The case is being handled by the Hong Kong International Arbitration Centre, of which newly elected Secretary of Justice Teresa Cheng Yeuk-wah was the chairwoman until 2017.
“We can confirm such a notice ... and the case is in progress,” said Kitchee Sports Club president Ken Ng Kin.
“And according to the rules, no information relating to the arbitration shall be disclosed by any person without written consent of each and every party ... consequently, Kitchee cannot make any disclosure at this time,” added Ng, a former director on the HKFA board and also a special adviser.
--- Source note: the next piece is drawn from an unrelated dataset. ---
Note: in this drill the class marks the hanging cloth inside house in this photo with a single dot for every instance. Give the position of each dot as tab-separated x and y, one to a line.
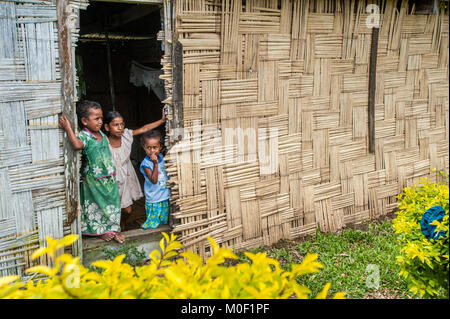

It is understood Kitchee are holding the respondents responsible for their losses as a result of failing to start in the 2017 AFC Champions League group stage and losses suffered for hosting the Lunar New Year Cup of the same year which clashed with the qualifying round of the Champions League.
The three respondents have denied all the claims and the four parties involved have agreed to appoint a senior counsel as the arbitrator.
Neither Sutcliffe nor Eastern was willing to comment while an HKFA official said the case was being handled by the lawyer and hopefully a resolution could be sorted out as soon as possible.
“This has given the public a very bad image on Hong Kong soccer,” the official said. “It’s never our intention to start a legal battle, but we could do little as one of three respondents.”
The eligibility fiasco started in the summer of 2016 when Eastern, the Premier League champions of that season, were entitled to represent Hong Kong in the following year’s Champions League group stage as decided by AFC rules, while Kitchee, as the Hong Kong Play-off Cup winners, could start in the qualifying round of the same tournament.
However, Eastern informed the Football Association they would withdraw because of financial difficulties, only to change their minds a few days later before informing the association.
At an HKFA board meeting in early August, it was decided Kitchee would take up the position left by Eastern, with Southern to represent Hong Kong in the qualifying round.
Kitchee were also later appointed by the HKFA to host the Lunar New Year Cup in January.
But in November, before the entry closed for the Champions League, it was discovered that Kitchee could not replace Eastern and would be forced to start in the qualifying round. Only regional champions are allowed to compete in the Champions League under AFC rules.
Ng then lashed out at Sutcliffe for making an administrative blunder by excluding them from the group stage.
Eastern made gate receipts of about HK$2 million for their three home games in the Champions League, while income for the 2017 Lunar New Year Cup, which involved three overseas teams – Auckland City, FC Seoul and Muangthong United of Thailand – reached HK$1.9 million for two playing days, which was not enough to cover their expenses.